The bodhisattva ideal. The essential premise of the bodhisattva ideal is to generate in one's own self the thought of enlightenment and to fulfill the vow to become a buddha, foregoing entrance into nirvana in order to remain in the world as long as there are creatures to be saved from suffering. With that vow the aspirant begins the career of a bodhisattva, which traverses 10 stages or spiritual levels (bhumi) and achieves purification through the practice of the 10 perfections (paramitas). These levels, which become progressively higher, elevate the bodhisattva to the condition of a buddha.

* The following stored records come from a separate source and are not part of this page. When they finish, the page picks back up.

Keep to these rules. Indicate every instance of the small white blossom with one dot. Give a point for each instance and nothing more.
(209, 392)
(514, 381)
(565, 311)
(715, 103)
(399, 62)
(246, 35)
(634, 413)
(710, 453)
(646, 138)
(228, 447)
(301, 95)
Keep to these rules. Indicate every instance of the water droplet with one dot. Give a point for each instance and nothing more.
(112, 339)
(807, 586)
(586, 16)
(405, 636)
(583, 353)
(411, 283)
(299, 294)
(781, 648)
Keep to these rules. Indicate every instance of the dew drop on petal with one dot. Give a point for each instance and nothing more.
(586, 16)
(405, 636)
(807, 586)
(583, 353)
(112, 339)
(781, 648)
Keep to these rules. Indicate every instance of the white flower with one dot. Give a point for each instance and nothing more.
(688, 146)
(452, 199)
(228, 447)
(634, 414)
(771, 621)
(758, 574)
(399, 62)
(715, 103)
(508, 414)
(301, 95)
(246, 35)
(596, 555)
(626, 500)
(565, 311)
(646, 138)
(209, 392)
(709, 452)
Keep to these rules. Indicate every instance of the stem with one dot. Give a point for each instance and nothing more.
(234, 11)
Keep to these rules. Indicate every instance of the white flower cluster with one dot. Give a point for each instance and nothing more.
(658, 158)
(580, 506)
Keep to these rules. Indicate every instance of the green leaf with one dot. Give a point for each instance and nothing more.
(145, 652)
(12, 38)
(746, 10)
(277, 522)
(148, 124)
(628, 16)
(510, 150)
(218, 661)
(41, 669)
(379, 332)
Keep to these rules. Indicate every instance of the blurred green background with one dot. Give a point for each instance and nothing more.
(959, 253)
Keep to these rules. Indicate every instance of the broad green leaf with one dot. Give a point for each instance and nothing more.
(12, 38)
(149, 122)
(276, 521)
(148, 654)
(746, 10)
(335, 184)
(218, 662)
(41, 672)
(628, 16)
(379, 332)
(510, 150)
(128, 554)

The three Buddha bodies. The three bodies (tri-kaya; i.e., modes of being) of the Buddha, which became a subject of major discussion in the Mahayana, are rooted in the Theravada teachings concerning the physical body (which consists of four elements), the mental body, and the body of the law. It is with the Mahayana, however, that the theory of the three bodies enters into the salvation process and assumes central significance in the doctrine. The phenomenal body (nirmana-kaya) is a manifestation of the Buddha among creatures to teach them the path to liberation. The enjoyment (or bliss) body (sambhoga-kaya) is the body to which contemplation can ascend. The unmanifested body of the law (dharma-kaya) already appears in the Saddharmapundarika, or Lotus Sutra, a transitional text that became central in many Mahayana devotional schools. In many Mahayana texts buddhas are infinite, and all partake of an identical nature--the dharma-kaya. All is in the dharma-kaya; nothing is outside of it, just as nothing is outside of space; transcendence and immanence come together.